Amid her zeal to save the world with the Green New Deal, Rep. Alexandria Ocasio-Cortez has ignored residents in her own Bronx back yard.
“I thought AOC would be our savior, but that’s not the case,” complained Roxanne Delgado, a local activist who said she has tried for months to get in touch with the congresswoman for help saving an animal shelter and to clean up parks in the district.
Delgado, 40, says she has made numerous calls to Ocasio-Cortez’s offices in Washington and Queens and sent a barrage of tweets after the freshman lawmaker encouraged residents during a recent visit to a Bronx public library to hit her up on social media.
But she’s heard nothing back.
“NO email or contact on @AOC’s page except DC number which has full #voicemail and no one picks up,” Delgado tweeted on Monday.
The Post made several calls to both the Washington and Queens offices last week. The same recording at both numbers gives Ocasio-Cortez’s Web site and doesn’t allow a caller to leave a message.
The website includes a “scheduling request” form that visitors can fill out to ask for a meeting.
Another Bronx constituent told a community gathering last month that they needed Ocasio-Cortez for a sitdown with post-office officials to sort out difficulties he was having with mail delivery.

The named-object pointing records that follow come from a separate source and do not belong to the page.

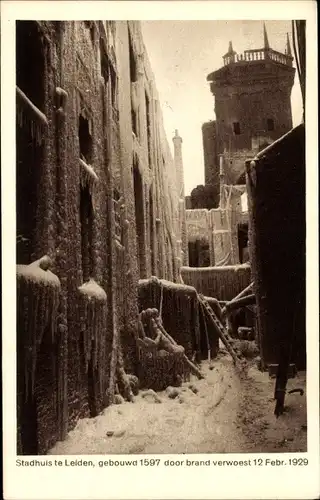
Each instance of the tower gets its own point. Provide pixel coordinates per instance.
(252, 104)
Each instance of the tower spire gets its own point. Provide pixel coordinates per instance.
(230, 49)
(265, 37)
(288, 47)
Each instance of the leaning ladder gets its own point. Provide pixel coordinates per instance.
(221, 331)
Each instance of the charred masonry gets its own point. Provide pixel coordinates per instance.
(102, 229)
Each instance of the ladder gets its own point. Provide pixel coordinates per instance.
(221, 331)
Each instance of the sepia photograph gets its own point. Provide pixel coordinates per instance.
(160, 237)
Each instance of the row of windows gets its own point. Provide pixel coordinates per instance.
(237, 129)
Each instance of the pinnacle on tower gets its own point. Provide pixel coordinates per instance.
(288, 47)
(265, 37)
(230, 49)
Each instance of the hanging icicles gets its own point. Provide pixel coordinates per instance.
(93, 320)
(88, 178)
(29, 115)
(38, 298)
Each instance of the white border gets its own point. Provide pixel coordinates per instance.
(158, 483)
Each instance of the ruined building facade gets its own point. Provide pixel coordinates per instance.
(101, 197)
(252, 106)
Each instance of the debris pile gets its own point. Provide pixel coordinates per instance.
(162, 361)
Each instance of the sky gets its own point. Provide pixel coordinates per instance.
(182, 54)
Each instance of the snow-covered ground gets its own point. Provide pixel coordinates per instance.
(222, 413)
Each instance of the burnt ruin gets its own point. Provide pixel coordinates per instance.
(120, 285)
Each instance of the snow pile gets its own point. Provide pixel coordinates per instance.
(35, 274)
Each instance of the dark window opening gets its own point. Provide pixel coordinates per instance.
(29, 151)
(243, 240)
(148, 128)
(133, 62)
(117, 215)
(109, 74)
(134, 122)
(236, 128)
(151, 226)
(270, 124)
(199, 254)
(85, 140)
(90, 26)
(86, 222)
(139, 215)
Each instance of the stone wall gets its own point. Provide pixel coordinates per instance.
(99, 170)
(277, 233)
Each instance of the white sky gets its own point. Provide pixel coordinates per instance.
(182, 54)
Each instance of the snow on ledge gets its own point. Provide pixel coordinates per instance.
(33, 273)
(91, 289)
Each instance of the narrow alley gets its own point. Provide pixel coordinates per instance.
(223, 413)
(155, 316)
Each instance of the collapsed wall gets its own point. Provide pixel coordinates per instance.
(222, 283)
(178, 306)
(277, 232)
(80, 143)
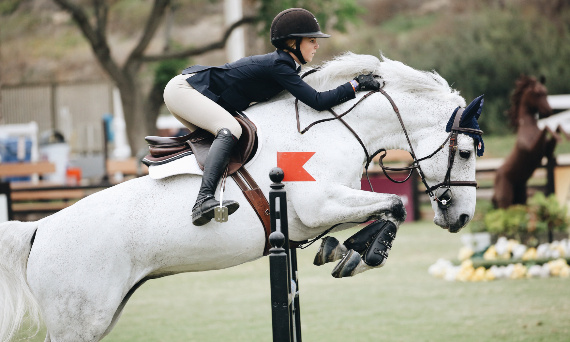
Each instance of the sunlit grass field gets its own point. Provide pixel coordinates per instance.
(400, 302)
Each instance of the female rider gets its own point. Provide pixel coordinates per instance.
(204, 96)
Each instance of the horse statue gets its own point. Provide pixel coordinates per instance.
(78, 267)
(528, 101)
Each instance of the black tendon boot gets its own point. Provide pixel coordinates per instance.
(373, 242)
(214, 167)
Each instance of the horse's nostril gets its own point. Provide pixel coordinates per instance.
(464, 218)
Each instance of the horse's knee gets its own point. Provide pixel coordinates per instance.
(397, 210)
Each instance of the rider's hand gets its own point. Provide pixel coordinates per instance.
(367, 82)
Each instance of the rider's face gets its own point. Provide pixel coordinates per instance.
(309, 47)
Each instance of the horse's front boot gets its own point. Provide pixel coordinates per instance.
(214, 167)
(372, 244)
(330, 250)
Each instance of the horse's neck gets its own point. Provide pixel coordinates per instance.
(390, 134)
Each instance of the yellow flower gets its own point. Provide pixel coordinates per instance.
(530, 254)
(490, 254)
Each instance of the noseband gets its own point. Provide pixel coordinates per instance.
(441, 192)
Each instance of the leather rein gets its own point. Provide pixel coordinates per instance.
(443, 198)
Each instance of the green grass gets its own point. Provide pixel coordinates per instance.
(399, 302)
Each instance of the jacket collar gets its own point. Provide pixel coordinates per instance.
(287, 57)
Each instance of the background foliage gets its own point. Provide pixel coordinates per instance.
(485, 51)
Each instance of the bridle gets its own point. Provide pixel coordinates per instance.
(441, 192)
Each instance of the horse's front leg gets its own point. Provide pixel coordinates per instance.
(369, 247)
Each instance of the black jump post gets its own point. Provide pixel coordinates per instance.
(286, 314)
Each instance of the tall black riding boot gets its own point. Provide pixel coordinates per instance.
(214, 167)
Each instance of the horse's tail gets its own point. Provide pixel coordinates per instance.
(16, 299)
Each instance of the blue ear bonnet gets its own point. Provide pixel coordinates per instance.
(469, 120)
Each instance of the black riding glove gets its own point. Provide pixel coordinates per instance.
(367, 82)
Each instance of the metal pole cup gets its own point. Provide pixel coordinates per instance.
(282, 267)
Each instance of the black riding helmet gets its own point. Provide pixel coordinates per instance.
(294, 23)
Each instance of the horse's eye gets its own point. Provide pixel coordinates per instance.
(465, 154)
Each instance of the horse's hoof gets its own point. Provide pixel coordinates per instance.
(348, 265)
(330, 250)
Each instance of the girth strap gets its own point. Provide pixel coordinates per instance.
(257, 200)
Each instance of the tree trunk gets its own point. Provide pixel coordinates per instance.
(133, 107)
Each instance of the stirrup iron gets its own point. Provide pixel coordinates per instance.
(221, 213)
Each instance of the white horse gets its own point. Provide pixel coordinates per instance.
(77, 268)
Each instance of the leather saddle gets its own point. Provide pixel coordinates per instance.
(165, 149)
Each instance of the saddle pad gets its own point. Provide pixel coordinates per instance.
(184, 165)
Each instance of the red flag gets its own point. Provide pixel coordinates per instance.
(292, 165)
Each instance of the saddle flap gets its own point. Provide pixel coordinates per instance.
(163, 149)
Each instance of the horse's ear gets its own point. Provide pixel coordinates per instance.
(472, 112)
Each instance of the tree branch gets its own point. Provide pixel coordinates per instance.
(95, 35)
(200, 50)
(152, 24)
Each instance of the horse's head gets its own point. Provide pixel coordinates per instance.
(528, 98)
(449, 170)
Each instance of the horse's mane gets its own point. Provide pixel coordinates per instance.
(396, 75)
(521, 84)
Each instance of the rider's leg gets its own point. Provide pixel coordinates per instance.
(190, 106)
(214, 167)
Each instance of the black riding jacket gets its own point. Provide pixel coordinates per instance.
(258, 78)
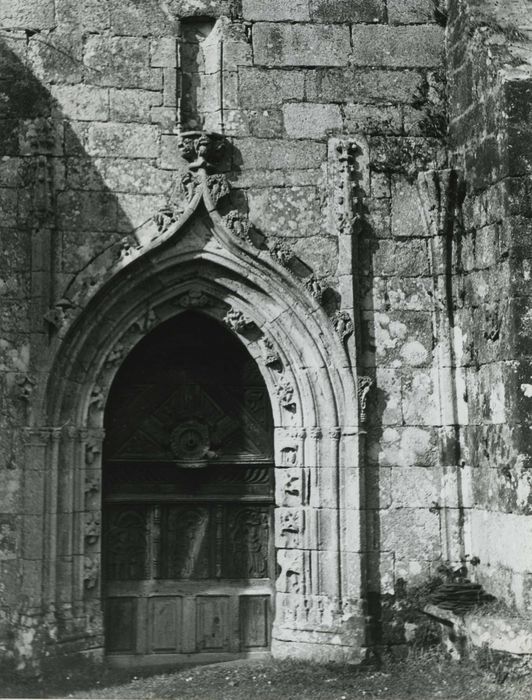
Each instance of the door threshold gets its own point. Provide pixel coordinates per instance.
(139, 661)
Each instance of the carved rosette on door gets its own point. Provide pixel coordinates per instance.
(188, 500)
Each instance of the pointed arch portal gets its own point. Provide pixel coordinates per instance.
(198, 265)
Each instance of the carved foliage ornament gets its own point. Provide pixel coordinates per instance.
(194, 299)
(282, 252)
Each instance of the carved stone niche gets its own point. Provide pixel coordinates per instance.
(289, 487)
(202, 149)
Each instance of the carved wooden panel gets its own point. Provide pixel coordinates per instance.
(254, 621)
(165, 620)
(126, 543)
(192, 370)
(121, 625)
(185, 543)
(248, 552)
(212, 623)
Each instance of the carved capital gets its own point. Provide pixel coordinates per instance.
(92, 450)
(194, 299)
(92, 527)
(57, 315)
(314, 287)
(25, 386)
(335, 433)
(115, 356)
(364, 385)
(201, 149)
(218, 187)
(238, 224)
(271, 356)
(90, 572)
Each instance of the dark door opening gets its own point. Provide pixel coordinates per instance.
(188, 500)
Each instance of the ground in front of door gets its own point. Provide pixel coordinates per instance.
(422, 675)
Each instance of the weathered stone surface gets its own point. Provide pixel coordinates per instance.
(313, 121)
(83, 102)
(133, 105)
(363, 86)
(15, 14)
(276, 11)
(259, 87)
(347, 10)
(411, 11)
(118, 140)
(122, 62)
(57, 56)
(370, 119)
(92, 15)
(397, 46)
(301, 45)
(279, 154)
(290, 212)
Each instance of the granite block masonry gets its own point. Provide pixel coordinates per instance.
(344, 186)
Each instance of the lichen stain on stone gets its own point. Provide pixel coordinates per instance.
(527, 390)
(414, 353)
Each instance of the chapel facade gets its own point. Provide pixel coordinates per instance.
(265, 305)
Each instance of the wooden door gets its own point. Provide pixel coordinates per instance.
(188, 504)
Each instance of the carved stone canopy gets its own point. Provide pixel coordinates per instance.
(190, 443)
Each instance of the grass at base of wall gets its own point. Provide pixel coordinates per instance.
(422, 675)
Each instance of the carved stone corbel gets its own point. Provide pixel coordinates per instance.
(285, 393)
(202, 149)
(314, 287)
(57, 315)
(194, 299)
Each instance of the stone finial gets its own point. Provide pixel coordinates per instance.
(314, 287)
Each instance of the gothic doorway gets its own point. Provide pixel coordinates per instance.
(187, 500)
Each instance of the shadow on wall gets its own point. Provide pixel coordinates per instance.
(53, 202)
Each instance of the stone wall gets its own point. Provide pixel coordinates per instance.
(490, 93)
(93, 98)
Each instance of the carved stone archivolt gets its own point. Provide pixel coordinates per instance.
(190, 443)
(237, 321)
(343, 325)
(364, 386)
(194, 299)
(296, 344)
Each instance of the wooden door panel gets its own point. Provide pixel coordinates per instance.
(254, 615)
(165, 620)
(212, 625)
(121, 625)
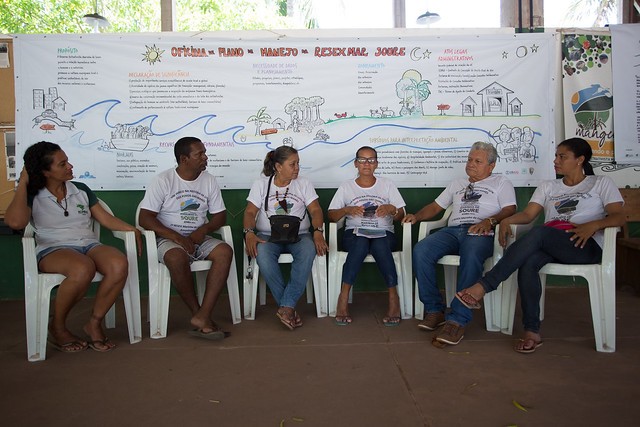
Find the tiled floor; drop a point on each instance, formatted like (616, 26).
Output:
(322, 374)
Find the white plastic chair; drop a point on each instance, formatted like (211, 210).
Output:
(491, 302)
(401, 258)
(602, 292)
(38, 287)
(316, 285)
(160, 282)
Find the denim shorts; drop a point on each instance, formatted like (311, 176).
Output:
(202, 250)
(80, 249)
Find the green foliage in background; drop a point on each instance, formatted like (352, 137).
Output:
(125, 16)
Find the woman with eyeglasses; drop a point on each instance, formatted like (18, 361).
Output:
(479, 201)
(370, 205)
(577, 208)
(286, 194)
(62, 212)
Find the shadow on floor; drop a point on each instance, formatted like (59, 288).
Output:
(322, 374)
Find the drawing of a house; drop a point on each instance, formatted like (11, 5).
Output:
(468, 106)
(495, 100)
(515, 107)
(279, 123)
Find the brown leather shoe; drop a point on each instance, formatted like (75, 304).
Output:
(432, 321)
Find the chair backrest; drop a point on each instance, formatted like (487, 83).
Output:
(631, 207)
(30, 230)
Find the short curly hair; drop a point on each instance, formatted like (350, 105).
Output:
(37, 159)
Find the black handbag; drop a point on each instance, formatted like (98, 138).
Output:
(284, 228)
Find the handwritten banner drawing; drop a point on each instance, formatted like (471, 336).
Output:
(117, 103)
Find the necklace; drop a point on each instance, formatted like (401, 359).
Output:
(64, 208)
(283, 202)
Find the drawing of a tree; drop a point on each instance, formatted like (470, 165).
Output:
(259, 119)
(413, 91)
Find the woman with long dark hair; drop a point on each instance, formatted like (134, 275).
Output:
(577, 208)
(280, 191)
(61, 212)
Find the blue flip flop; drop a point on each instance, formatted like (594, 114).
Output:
(343, 320)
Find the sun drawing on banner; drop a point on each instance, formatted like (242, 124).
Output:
(152, 55)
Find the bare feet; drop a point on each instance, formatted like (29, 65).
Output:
(204, 325)
(393, 316)
(287, 317)
(529, 342)
(65, 341)
(471, 296)
(342, 310)
(97, 339)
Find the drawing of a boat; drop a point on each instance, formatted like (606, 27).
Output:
(129, 144)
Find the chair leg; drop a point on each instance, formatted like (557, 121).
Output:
(251, 293)
(234, 295)
(450, 280)
(110, 317)
(37, 320)
(159, 305)
(131, 299)
(418, 307)
(492, 305)
(603, 312)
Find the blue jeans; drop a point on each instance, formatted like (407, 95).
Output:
(528, 255)
(473, 251)
(359, 247)
(303, 252)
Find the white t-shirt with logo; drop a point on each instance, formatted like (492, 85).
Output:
(580, 203)
(383, 192)
(55, 229)
(299, 194)
(183, 205)
(475, 202)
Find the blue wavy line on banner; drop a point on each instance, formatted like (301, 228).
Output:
(152, 118)
(267, 143)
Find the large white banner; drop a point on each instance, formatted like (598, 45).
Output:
(117, 103)
(626, 83)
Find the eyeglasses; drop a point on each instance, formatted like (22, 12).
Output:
(363, 160)
(468, 192)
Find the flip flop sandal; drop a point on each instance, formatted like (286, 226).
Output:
(105, 342)
(527, 349)
(69, 347)
(286, 320)
(297, 321)
(343, 320)
(391, 321)
(468, 300)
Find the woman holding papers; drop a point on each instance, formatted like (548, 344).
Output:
(370, 205)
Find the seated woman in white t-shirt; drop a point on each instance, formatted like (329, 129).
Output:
(577, 208)
(285, 193)
(370, 205)
(61, 211)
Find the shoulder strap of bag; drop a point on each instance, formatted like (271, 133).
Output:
(266, 200)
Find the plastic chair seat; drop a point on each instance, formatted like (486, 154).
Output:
(316, 285)
(38, 287)
(160, 282)
(602, 295)
(450, 263)
(401, 258)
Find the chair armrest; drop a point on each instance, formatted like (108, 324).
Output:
(225, 234)
(427, 227)
(29, 259)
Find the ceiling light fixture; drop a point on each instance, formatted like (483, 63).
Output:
(428, 18)
(95, 20)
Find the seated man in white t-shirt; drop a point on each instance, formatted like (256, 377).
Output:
(175, 207)
(479, 202)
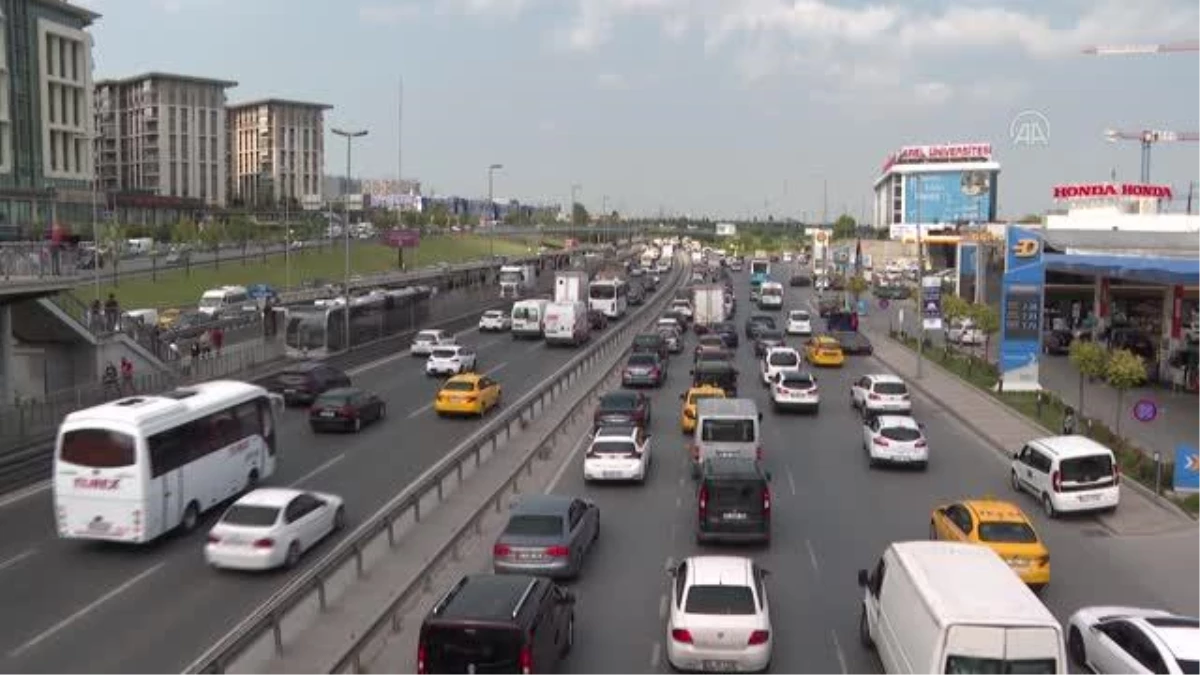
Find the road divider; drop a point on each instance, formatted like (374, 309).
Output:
(264, 634)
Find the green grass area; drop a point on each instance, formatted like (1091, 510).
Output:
(328, 262)
(1048, 411)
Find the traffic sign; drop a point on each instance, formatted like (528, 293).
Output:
(1145, 410)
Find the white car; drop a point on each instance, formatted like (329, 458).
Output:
(451, 359)
(618, 453)
(273, 527)
(777, 360)
(719, 617)
(895, 438)
(799, 322)
(495, 321)
(880, 394)
(1126, 639)
(964, 333)
(795, 389)
(426, 340)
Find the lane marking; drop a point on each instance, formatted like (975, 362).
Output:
(841, 656)
(85, 610)
(318, 470)
(16, 559)
(813, 557)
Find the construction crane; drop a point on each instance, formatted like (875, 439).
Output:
(1149, 138)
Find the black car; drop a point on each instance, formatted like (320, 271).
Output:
(497, 623)
(759, 322)
(733, 502)
(303, 382)
(766, 340)
(346, 408)
(623, 407)
(852, 342)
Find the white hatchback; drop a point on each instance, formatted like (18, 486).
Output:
(719, 617)
(618, 453)
(451, 359)
(271, 527)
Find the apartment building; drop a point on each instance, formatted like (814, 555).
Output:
(276, 151)
(165, 135)
(46, 114)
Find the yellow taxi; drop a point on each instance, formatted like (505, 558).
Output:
(826, 351)
(469, 393)
(1001, 526)
(688, 414)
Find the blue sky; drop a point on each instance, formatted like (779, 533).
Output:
(703, 107)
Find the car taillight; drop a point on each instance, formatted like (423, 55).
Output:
(681, 635)
(526, 659)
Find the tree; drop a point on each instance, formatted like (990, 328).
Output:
(1123, 371)
(1092, 362)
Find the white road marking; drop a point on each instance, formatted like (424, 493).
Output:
(24, 494)
(16, 559)
(841, 656)
(813, 557)
(318, 470)
(85, 610)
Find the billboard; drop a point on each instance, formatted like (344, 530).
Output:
(1020, 310)
(949, 197)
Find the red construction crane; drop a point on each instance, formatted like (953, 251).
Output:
(1149, 138)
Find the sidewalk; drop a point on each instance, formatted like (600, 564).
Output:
(1006, 430)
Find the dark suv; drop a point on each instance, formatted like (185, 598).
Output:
(303, 382)
(733, 502)
(497, 623)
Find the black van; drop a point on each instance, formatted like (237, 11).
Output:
(718, 374)
(733, 502)
(497, 623)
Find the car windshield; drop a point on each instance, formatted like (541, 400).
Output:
(727, 601)
(1007, 533)
(535, 525)
(251, 515)
(1086, 469)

“I want AOC or a representative from AOC to be there,” Anthony Vitaliano, a former cop and Community Board 11 member, said at a Feb. 28 board meeting.
Vitaliano, 78, also wants Ocasio-Cortez to pressure Amtrak to clean up graffiti at property it owns on Tremont Avenue.
“You know, I appreciate what she’s doing, but she has to represent us,” he told the board gathering, where other elected officials — from the city and state but not AOC’s office — sent staffers.
Whether you politically disagree or agree with her, like or loathe her, what this woman has done in three months is amazing and her minutes at congressional hearings are must see T.V. But the one thing Ms. Ocasio-Cortez seems to have forgotten with all the fame and attention she's achieved is that all politics are still local.